Updated: January 23, 2012 2:34AM
Dr. Wallace: Recently, high school youngsters in Memphis, Tenn., wrote to you about their unfortunate circumstance of being in an English class taught by the basketball coach, who was preoccupied by his coaching and was not interested in teaching the subject. But your response missed the point entirely. And should the students follow your advice of meeting with the principal, they have a good chance of getting into trouble. Their plight is the same as that faced by thousands of concerned students throughout the nation. It is an everyday happening that plagues secondary education and is despised by conscientious teachers — including most coaches — throughout the nation.
In most school districts, the superintendent of schools, the school board and the principal collectively participate in the recruitment and selection of varsity coaches. The community wants a winning team, and if the coach doesn’t produce a winning team, he is fired. Those involved in the process also know when varsity coaches are hired that the coach will usually have to teach one or two courses in subjects that they have a minimum of knowledge and little or no interest in — traditionally math and science in junior high school and basic math and social studies in high school. This historic practice has had a baneful effect on education and is not the fault of the coaches — most of whom are very good people.
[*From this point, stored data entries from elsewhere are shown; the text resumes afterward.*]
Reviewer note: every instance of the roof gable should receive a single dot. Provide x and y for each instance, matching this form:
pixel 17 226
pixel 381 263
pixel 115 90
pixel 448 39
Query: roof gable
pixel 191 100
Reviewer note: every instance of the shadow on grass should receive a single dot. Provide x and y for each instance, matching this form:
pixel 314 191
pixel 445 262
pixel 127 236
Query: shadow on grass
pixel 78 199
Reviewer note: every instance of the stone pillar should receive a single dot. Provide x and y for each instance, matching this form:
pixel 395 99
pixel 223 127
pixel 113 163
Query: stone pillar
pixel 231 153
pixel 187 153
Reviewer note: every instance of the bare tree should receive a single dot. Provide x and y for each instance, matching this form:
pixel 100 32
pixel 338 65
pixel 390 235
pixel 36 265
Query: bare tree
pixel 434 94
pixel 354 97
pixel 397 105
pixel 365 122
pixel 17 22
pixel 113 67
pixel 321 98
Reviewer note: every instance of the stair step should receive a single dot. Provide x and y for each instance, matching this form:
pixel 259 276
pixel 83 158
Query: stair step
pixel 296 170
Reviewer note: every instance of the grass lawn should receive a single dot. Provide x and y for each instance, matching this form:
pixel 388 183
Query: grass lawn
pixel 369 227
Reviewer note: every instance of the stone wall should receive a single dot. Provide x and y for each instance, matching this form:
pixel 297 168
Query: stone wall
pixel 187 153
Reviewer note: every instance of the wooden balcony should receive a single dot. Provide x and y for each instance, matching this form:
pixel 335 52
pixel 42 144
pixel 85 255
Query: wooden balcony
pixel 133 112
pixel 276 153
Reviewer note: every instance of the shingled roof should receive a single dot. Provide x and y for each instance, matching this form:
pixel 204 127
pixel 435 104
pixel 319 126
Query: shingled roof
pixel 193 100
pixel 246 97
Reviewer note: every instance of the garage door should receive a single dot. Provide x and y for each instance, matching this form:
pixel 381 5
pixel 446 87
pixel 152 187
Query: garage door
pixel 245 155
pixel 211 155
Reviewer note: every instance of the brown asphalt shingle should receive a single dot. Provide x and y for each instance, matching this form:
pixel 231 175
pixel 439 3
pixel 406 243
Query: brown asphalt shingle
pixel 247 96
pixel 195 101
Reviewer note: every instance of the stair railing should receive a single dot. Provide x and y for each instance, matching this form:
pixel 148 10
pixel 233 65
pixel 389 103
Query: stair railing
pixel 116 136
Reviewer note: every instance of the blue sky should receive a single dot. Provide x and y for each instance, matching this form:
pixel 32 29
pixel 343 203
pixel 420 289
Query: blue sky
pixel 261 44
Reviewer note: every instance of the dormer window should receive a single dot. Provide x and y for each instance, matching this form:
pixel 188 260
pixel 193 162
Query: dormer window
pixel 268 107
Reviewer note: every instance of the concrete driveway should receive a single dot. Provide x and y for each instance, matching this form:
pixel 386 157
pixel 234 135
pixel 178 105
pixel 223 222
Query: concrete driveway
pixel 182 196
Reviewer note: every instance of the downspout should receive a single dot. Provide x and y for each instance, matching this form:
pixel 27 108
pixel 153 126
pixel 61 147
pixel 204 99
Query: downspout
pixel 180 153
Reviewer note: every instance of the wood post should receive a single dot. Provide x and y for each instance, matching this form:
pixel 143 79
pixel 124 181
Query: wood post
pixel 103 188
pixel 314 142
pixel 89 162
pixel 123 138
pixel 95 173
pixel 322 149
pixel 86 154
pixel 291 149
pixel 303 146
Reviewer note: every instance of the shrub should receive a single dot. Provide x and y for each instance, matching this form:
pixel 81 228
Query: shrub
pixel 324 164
I doubt that these students complaining to the principal, who assigned the coach to teach the English class in the first place, will get any results. Neither will going to the superintendent who has coffee with the good old boys every weekday morning; some of are most likely on the school board and hold post-mortems on the varsity games. Sad as it may be, by following your advice, they have a greater chance of getting into trouble rather than bringing about a just reform, ESPECIALLY IF THE COACH HAS A WINNING VARSITY TEAM!!!
Retired Teacher, Odessa, Texas
Teacher: You watched the movie “Hoosiers” once too often. The vast majority of principals and school superintendents are dedicated professionals who understand that athletics play an important role in the entire educational structure, but they know that the prime goal for all students is a quality education provided by the best qualified teachers.
P.S.: I taught English and was the varsity basketball coach at La Quinta High School in Garden Grove, Calif., before becoming a high school principal. I hope this background didn’t affect my response to you.
When teaching, if I had been more preoccupied in coaching than in teaching English, I agree with you that I should have been removed from both teaching and coaching. However, we had winning teams and several of our players were also on the academic honor roll. I enjoyed watching our teams win, but never at the expense of classroom performance!